Mais là où il y a une fracture qui est terriblement inquiétante aujourd’hui, c’est qu’il y a une catégorie de personnes qui est en dehors de l’ordre national et qui ne s’inscrit pas dans une nation, en l’occurrence la France. C’est la grande différence par rapport au passé.
Le maire écologiste de Grenoble Éric Piolle est critiqué après la mort de l’employé municipal. L’ancien maire LR de la ville iséroise et opposant d’Éric Piolle, Alain Carignon a estimé sur Cnews hier qu’il a « failli deux fois, comme maire et comme employeur ». Au micro d’Apolline de Malherbe, l’édile de Nice, Christian Estrosi a déclaré qu’ « Éric Piolle est un maire qui n’est pas sécuritaire et autoritaire » et qui « ne parle que de prévention ». Comment jugeriez-vous le bilan sécuritaire de l’actuel maire de Grenoble ?
Je ne serai pas très à même de juger le bilan sécuritaire du maire de Grenoble. En outre, son attitude vis-à-vis de ce drame m’a choqué. J’ai constaté qu’Éric Piolle avait une fâcheuse tendance à se réfugier, pour ne pas dire se défiler derrière certaines situations, notamment la circulation d’armes pour expliquer la mort de l’employé municipal.
Ce genre de drames n’est pas lié à la circulation des armes, mais au fait que certaines personnes se trouvent dans des dispositions malsaines qui conduisent justement à ces drames.
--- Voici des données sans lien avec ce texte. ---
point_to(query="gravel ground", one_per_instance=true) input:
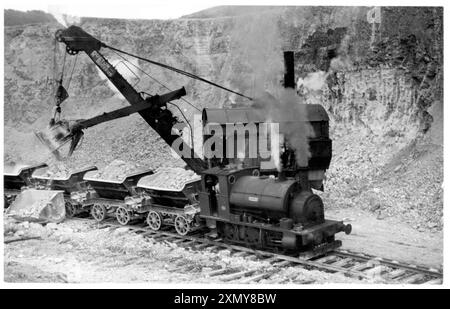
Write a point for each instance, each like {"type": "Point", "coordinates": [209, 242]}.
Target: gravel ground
{"type": "Point", "coordinates": [77, 251]}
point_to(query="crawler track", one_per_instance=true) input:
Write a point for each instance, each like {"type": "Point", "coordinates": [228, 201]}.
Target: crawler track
{"type": "Point", "coordinates": [352, 264]}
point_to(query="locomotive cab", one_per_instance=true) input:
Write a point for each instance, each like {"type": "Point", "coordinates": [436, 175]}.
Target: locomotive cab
{"type": "Point", "coordinates": [268, 213]}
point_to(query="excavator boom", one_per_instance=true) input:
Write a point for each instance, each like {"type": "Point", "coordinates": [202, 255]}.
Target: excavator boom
{"type": "Point", "coordinates": [153, 110]}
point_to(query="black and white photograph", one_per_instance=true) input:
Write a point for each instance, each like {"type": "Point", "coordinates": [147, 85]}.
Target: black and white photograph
{"type": "Point", "coordinates": [212, 145]}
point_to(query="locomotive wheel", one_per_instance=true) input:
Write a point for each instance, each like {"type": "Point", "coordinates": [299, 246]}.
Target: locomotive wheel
{"type": "Point", "coordinates": [231, 232]}
{"type": "Point", "coordinates": [252, 236]}
{"type": "Point", "coordinates": [123, 215]}
{"type": "Point", "coordinates": [70, 209]}
{"type": "Point", "coordinates": [181, 225]}
{"type": "Point", "coordinates": [98, 212]}
{"type": "Point", "coordinates": [154, 220]}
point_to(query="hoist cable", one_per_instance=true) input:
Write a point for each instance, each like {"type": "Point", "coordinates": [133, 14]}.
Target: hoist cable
{"type": "Point", "coordinates": [193, 76]}
{"type": "Point", "coordinates": [71, 74]}
{"type": "Point", "coordinates": [155, 80]}
{"type": "Point", "coordinates": [160, 83]}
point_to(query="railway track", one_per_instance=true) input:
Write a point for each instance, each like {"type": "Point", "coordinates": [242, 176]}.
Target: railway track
{"type": "Point", "coordinates": [352, 264]}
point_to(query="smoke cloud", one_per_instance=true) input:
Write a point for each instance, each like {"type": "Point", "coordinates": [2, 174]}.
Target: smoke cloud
{"type": "Point", "coordinates": [64, 19]}
{"type": "Point", "coordinates": [257, 41]}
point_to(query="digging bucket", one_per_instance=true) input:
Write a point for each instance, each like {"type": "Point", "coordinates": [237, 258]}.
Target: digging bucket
{"type": "Point", "coordinates": [38, 206]}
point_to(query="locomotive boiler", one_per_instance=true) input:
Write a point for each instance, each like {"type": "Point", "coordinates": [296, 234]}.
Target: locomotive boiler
{"type": "Point", "coordinates": [265, 212]}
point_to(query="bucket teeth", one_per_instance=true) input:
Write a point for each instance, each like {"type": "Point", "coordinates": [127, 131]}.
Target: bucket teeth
{"type": "Point", "coordinates": [49, 143]}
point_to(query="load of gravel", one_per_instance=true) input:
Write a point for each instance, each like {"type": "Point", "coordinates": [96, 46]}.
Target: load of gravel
{"type": "Point", "coordinates": [170, 179]}
{"type": "Point", "coordinates": [115, 171]}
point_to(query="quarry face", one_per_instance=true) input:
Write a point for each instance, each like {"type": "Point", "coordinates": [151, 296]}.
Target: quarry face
{"type": "Point", "coordinates": [377, 71]}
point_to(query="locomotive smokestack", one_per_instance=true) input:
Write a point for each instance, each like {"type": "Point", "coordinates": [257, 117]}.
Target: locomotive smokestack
{"type": "Point", "coordinates": [289, 74]}
{"type": "Point", "coordinates": [289, 82]}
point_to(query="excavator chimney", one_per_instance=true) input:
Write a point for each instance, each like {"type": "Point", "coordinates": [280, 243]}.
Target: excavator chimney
{"type": "Point", "coordinates": [289, 74]}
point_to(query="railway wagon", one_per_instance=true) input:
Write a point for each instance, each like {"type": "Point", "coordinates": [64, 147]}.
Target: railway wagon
{"type": "Point", "coordinates": [108, 198]}
{"type": "Point", "coordinates": [170, 199]}
{"type": "Point", "coordinates": [72, 184]}
{"type": "Point", "coordinates": [17, 177]}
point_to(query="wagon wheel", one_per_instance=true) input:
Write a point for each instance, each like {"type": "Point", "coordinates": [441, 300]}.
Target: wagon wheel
{"type": "Point", "coordinates": [98, 212]}
{"type": "Point", "coordinates": [154, 220]}
{"type": "Point", "coordinates": [182, 225]}
{"type": "Point", "coordinates": [123, 215]}
{"type": "Point", "coordinates": [70, 209]}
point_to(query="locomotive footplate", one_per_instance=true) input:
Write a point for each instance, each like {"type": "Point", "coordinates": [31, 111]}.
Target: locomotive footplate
{"type": "Point", "coordinates": [308, 242]}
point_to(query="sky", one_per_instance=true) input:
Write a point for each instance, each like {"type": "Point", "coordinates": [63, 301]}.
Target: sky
{"type": "Point", "coordinates": [167, 9]}
{"type": "Point", "coordinates": [133, 9]}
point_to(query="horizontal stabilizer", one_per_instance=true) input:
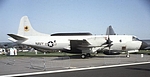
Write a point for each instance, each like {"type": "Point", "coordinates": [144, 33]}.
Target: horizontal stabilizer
{"type": "Point", "coordinates": [110, 31]}
{"type": "Point", "coordinates": [17, 37]}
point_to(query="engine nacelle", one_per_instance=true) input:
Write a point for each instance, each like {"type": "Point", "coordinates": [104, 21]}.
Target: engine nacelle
{"type": "Point", "coordinates": [111, 52]}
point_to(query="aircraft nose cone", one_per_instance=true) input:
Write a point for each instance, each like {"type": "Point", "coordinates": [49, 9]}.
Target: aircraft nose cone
{"type": "Point", "coordinates": [143, 45]}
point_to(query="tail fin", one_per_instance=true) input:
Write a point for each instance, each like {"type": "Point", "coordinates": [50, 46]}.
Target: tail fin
{"type": "Point", "coordinates": [26, 29]}
{"type": "Point", "coordinates": [110, 31]}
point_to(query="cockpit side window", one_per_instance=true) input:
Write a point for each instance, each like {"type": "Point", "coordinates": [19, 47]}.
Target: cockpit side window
{"type": "Point", "coordinates": [134, 38]}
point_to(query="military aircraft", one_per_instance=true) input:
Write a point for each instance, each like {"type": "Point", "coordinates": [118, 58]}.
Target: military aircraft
{"type": "Point", "coordinates": [77, 43]}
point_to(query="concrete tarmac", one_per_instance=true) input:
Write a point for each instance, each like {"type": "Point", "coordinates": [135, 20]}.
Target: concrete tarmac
{"type": "Point", "coordinates": [142, 70]}
{"type": "Point", "coordinates": [21, 65]}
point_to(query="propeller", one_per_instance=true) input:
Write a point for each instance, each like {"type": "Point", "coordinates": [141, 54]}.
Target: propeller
{"type": "Point", "coordinates": [108, 42]}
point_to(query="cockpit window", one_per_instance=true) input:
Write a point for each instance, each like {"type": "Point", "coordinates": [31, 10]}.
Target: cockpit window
{"type": "Point", "coordinates": [135, 38]}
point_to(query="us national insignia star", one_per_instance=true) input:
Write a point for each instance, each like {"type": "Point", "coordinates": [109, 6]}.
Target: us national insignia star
{"type": "Point", "coordinates": [26, 28]}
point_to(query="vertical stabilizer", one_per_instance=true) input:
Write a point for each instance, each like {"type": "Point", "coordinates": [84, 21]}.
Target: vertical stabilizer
{"type": "Point", "coordinates": [26, 29]}
{"type": "Point", "coordinates": [110, 31]}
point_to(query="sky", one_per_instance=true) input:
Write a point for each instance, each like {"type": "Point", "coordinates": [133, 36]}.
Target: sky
{"type": "Point", "coordinates": [130, 17]}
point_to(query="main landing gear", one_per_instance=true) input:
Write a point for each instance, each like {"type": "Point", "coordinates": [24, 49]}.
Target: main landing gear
{"type": "Point", "coordinates": [83, 56]}
{"type": "Point", "coordinates": [128, 55]}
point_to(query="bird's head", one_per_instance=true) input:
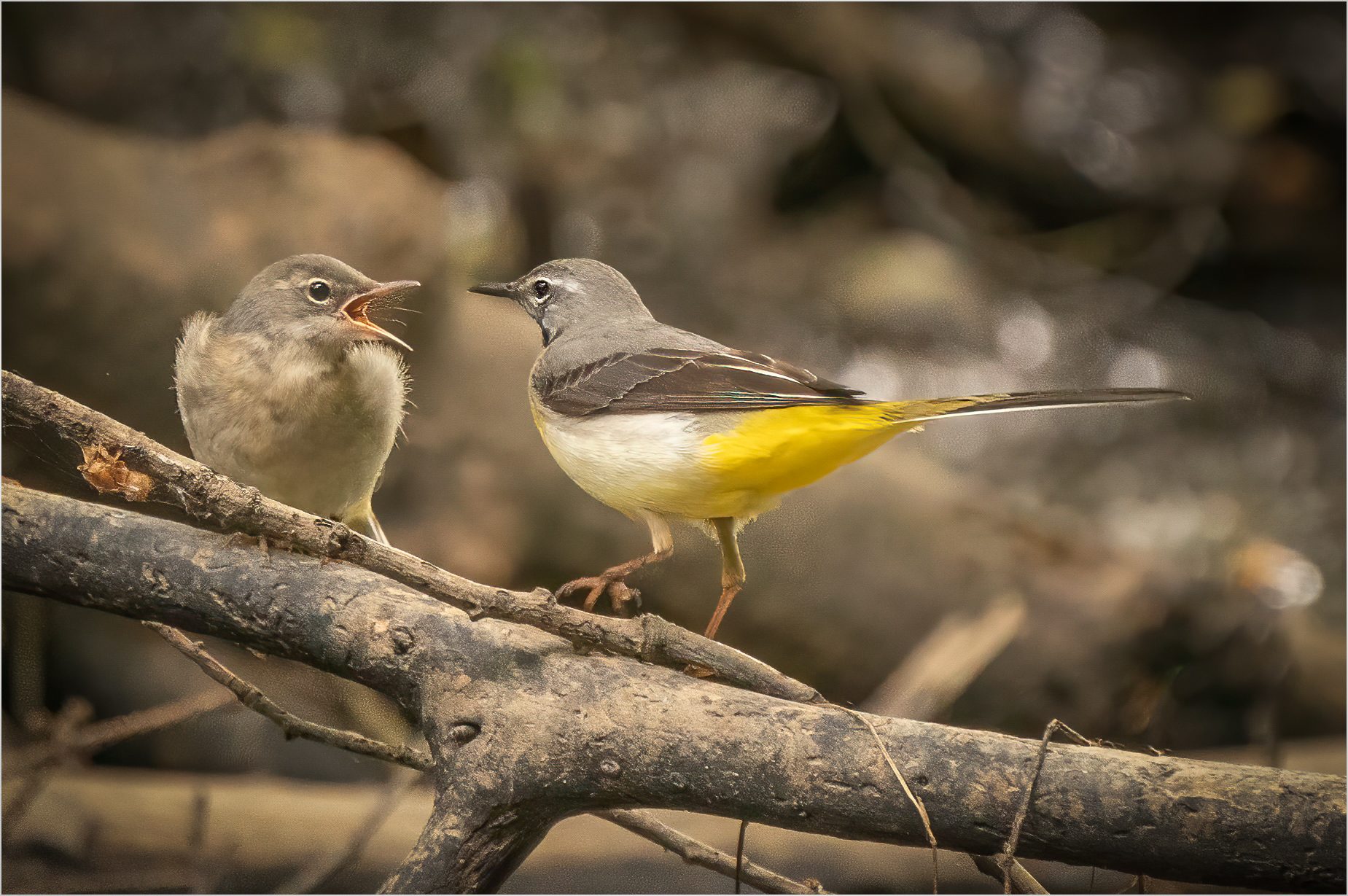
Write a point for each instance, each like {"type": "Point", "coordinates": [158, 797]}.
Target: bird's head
{"type": "Point", "coordinates": [571, 294]}
{"type": "Point", "coordinates": [317, 300]}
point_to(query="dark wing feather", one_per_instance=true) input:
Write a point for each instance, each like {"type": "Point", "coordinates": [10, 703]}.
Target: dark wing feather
{"type": "Point", "coordinates": [687, 381]}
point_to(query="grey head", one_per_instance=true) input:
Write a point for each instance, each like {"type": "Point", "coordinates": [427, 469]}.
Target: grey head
{"type": "Point", "coordinates": [572, 295]}
{"type": "Point", "coordinates": [317, 300]}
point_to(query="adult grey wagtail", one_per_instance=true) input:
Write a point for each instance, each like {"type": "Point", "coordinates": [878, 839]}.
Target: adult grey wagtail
{"type": "Point", "coordinates": [665, 425]}
{"type": "Point", "coordinates": [292, 390]}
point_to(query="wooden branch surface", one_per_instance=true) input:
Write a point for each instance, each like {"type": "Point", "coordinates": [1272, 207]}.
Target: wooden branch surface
{"type": "Point", "coordinates": [122, 460]}
{"type": "Point", "coordinates": [531, 732]}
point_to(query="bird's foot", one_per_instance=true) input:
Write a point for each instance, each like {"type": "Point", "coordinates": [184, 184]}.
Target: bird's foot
{"type": "Point", "coordinates": [626, 600]}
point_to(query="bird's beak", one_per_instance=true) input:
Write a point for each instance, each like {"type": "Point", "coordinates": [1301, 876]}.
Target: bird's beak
{"type": "Point", "coordinates": [355, 309]}
{"type": "Point", "coordinates": [503, 290]}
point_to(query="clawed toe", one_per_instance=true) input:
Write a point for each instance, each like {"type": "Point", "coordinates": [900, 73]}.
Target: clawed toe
{"type": "Point", "coordinates": [619, 593]}
{"type": "Point", "coordinates": [574, 586]}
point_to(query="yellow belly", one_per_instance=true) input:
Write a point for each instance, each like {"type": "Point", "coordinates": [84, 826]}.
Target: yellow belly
{"type": "Point", "coordinates": [778, 451]}
{"type": "Point", "coordinates": [701, 467]}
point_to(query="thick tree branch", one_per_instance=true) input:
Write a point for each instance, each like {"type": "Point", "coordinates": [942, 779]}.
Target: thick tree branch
{"type": "Point", "coordinates": [639, 824]}
{"type": "Point", "coordinates": [251, 697]}
{"type": "Point", "coordinates": [525, 732]}
{"type": "Point", "coordinates": [122, 460]}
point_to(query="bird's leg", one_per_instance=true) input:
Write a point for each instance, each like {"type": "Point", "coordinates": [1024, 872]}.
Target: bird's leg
{"type": "Point", "coordinates": [732, 572]}
{"type": "Point", "coordinates": [732, 580]}
{"type": "Point", "coordinates": [614, 578]}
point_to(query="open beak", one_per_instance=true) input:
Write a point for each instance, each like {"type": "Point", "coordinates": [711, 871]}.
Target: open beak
{"type": "Point", "coordinates": [504, 290]}
{"type": "Point", "coordinates": [355, 309]}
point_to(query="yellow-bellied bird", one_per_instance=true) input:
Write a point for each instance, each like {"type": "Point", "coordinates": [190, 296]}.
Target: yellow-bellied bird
{"type": "Point", "coordinates": [665, 425]}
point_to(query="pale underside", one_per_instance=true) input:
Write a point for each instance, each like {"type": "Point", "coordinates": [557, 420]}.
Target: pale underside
{"type": "Point", "coordinates": [705, 465]}
{"type": "Point", "coordinates": [305, 430]}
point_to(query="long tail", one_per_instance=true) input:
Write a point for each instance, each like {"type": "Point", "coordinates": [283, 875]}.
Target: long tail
{"type": "Point", "coordinates": [1000, 402]}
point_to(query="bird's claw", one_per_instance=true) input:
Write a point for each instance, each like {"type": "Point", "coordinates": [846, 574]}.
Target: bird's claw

Donc quand le maire parle d’accident ou émet il y a quelques mois l’idée d’étudier des possibilités permettant à des résidents de mieux vivre en proximité avec des dealers, je pense que le constat de Christian Estrosi sur la complaisance dont fait preuve Éric Piolle est juste.
Mais ce qui est davantage regrettable, c’est le manque de prise de responsabilité d’un maire et d’un homme politique qui affiche d’une façon assumée parfois des ambitions nationales. Cette faculté à se résoudre à accepter une décadence qui touche à la sécurité, à la santé et à la vie de ses concitoyens est dramatique.